Wood Mackenzie calculated that at a Brent price below $US25 per barrel, about 10 million barrels per day, or about 9 per cent of global liquids supply, would be unable to meet production costs and government share.

“In the last downturn virtually no out-of-the money production was shut in. But in 2015-16, prices only dipped below US$45/bbl for a year, and below US$35/bbl for one quarter,” Woodmac vice president upstream Fraser McKay said.

“There is no precedent for the scale of potential shut-ins, if there is a prolonged period of low prices, for today’s asset classes. The industry’s ability to keep higher-cost barrels flowing will be severely tested.

“Longer-term, the impact of a lack of spend on maintaining existing production and capital spend to replace declines will take over as the primary driver of supply.”

The commercial intelligence provider noted that Saudi Arabia had the lowest production costs of just $US4 per barrel, while Russia requires just $US10 per barrel to meet its costs.

US production is similar to Russia’s at about $US9 per barrel. However, while its lowest cost production is subsidised or covered by gas revenues, its marginal barrels are more expensive to produce.

Woodmac noted that while both Saudi Arabia and Russia could decide their own investment and production levels, individual companies filled the same role in the US and some of them were already challenged financially before prices fell

It added that while companies, governments and other stakeholders were likely to continue producing at a loss in the short-term, output would certainly be turned off or choked back if prices didn’t rebound.

As for which supply is most at risk, Woodmac noted that Canadian oil sands required an average of $US45 per barrel to cover the cost of production before capex, though it is one of most challenging to shut-in.

Heavy oil is about $US28 per barrel, deepwater is $US13 per barrel and global tight oil is about $US12 per barrel.

 

ASX small caps in North America

Australian small cap oil companies operating in the US are among those affected by the price war.

Eon NRG (ASX:E2E) has flagged that it will implement a series of cost cutting measures including the curtailing of operations expenditures and evaluating individual well economics, which could lead to sub-economic wells being shut-in to preserve operational cashflow.

These wells will be monitored and returned to production as commodity prices increase and wells return to economic status.

The company has also released the portable electric generator powering the surface pumping unit for the Govt Kaehne 9-29 well, which has been shut in.

Eon plans to install the electric infrastructure over the next 45-60 days and the well will resume production at that time.

Likewise, Fremont Petroleum Corporation (ASX:FPL) has temporarily shut-in its oil production in Colorado and Kentucky until prices improve.

The company has also started a cost reduction program at a corporate and operational level while continuing negotiations regarding a gas offtake agreement from its Pathfinder field.
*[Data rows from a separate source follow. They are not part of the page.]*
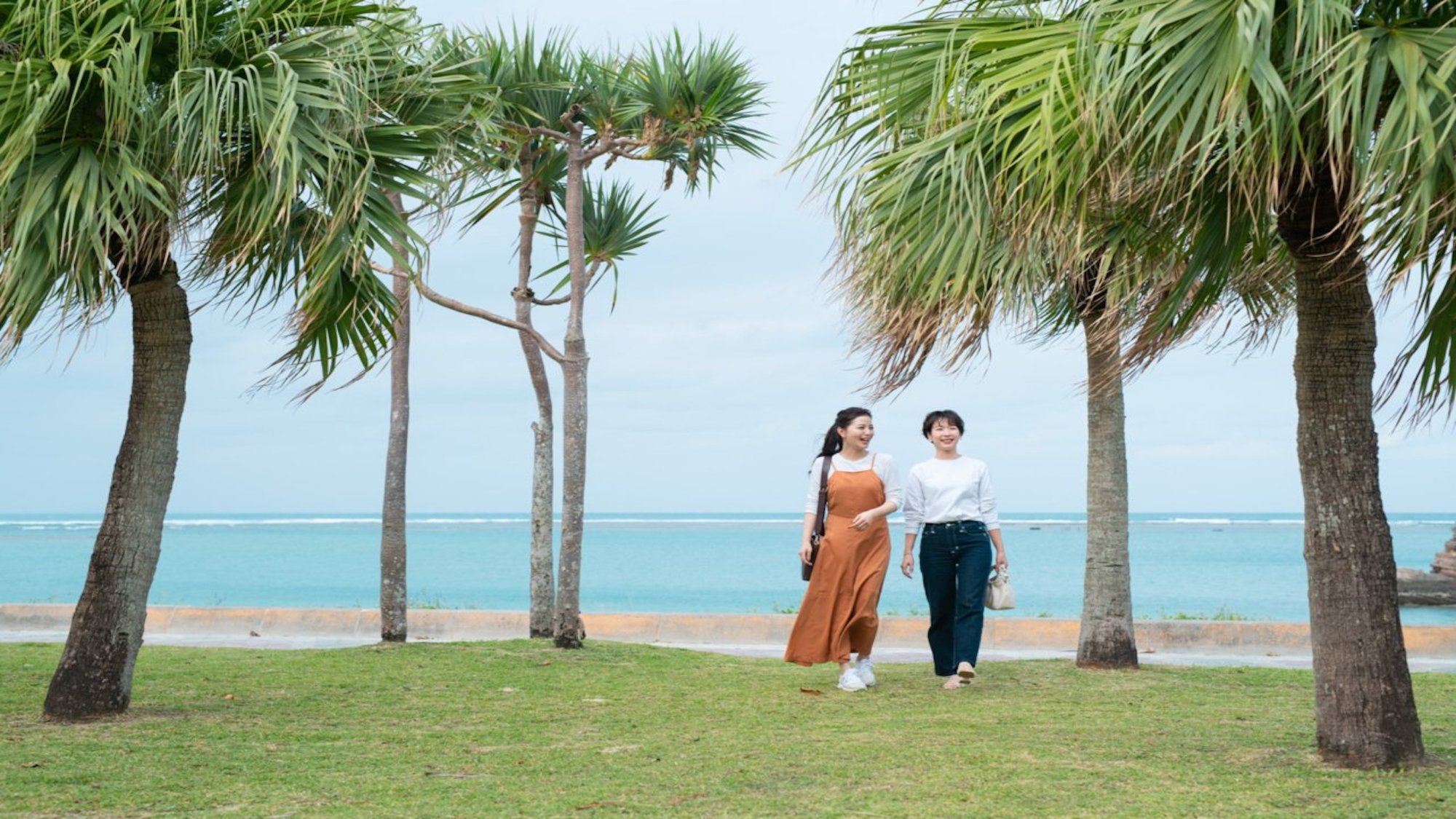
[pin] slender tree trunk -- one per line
(569, 628)
(394, 579)
(1365, 708)
(544, 478)
(1107, 587)
(94, 676)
Whitebark Energy (ASX:WBE) decided to terminate the second and third stages of its agreement to acquire the Wizard Lake oil field in Canada.
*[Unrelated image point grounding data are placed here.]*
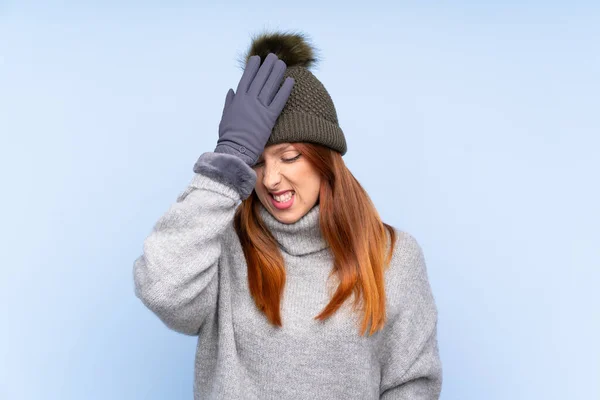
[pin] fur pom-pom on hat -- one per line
(309, 114)
(294, 49)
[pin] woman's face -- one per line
(281, 168)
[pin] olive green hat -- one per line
(309, 114)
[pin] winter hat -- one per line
(309, 114)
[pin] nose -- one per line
(271, 177)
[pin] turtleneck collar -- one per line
(299, 238)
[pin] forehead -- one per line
(277, 149)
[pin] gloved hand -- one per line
(250, 114)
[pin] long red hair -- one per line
(350, 225)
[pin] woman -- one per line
(300, 291)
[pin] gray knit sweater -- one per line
(193, 276)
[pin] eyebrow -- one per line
(281, 149)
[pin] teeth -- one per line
(283, 198)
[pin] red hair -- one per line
(350, 225)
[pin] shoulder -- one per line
(407, 281)
(408, 254)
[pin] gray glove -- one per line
(250, 114)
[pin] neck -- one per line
(299, 238)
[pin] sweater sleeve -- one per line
(410, 362)
(176, 277)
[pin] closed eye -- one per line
(290, 160)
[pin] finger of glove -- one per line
(249, 74)
(282, 96)
(269, 91)
(262, 75)
(228, 100)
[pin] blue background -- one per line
(474, 126)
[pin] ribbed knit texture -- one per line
(193, 276)
(309, 114)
The company had already acquired 60 per cent of the field on December 23, 2019 and had the right to acquire the remaining 40 per cent for $C2.8m in cash and C$2m in Whitebark shares.

This second and third stage was subject to the company arranging appropriate financing, which was not achieved due to the decline in oil prices.
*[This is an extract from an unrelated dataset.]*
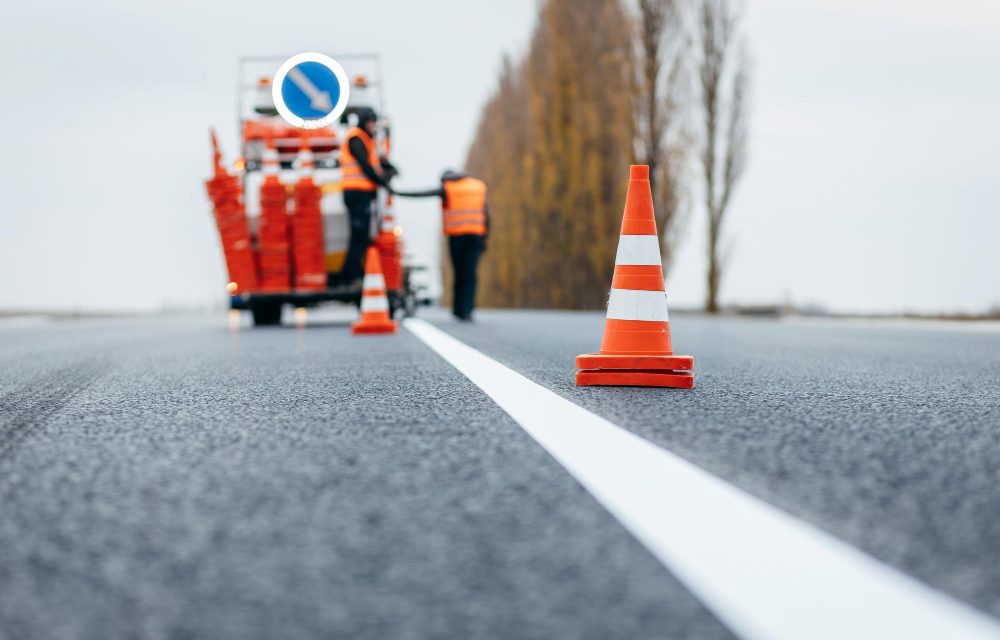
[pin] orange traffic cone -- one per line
(374, 303)
(636, 350)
Whitebark will retain the 60 per cent interest it already holds in Wizard Lake and receive 85 to 100 per cent of field income until all pro rata costs are recovered. It will also have the right of first refusal on any sale of the 40 per cent interest it does not own.

However, some companies are continuing operations, with Winchester Energy (ASX:WEL) noting recently that its current production assets continue to generate positive cashflow even at prevailing low prices.

It has brought the recently drilled and fracture stimulated White Hat 20#6 on pump at a rate of 104 barrels of oil per day, though this might improve as it continues to clean up.

This well extends the Mustang oil field with increased Fry Sand thickness to the northwest.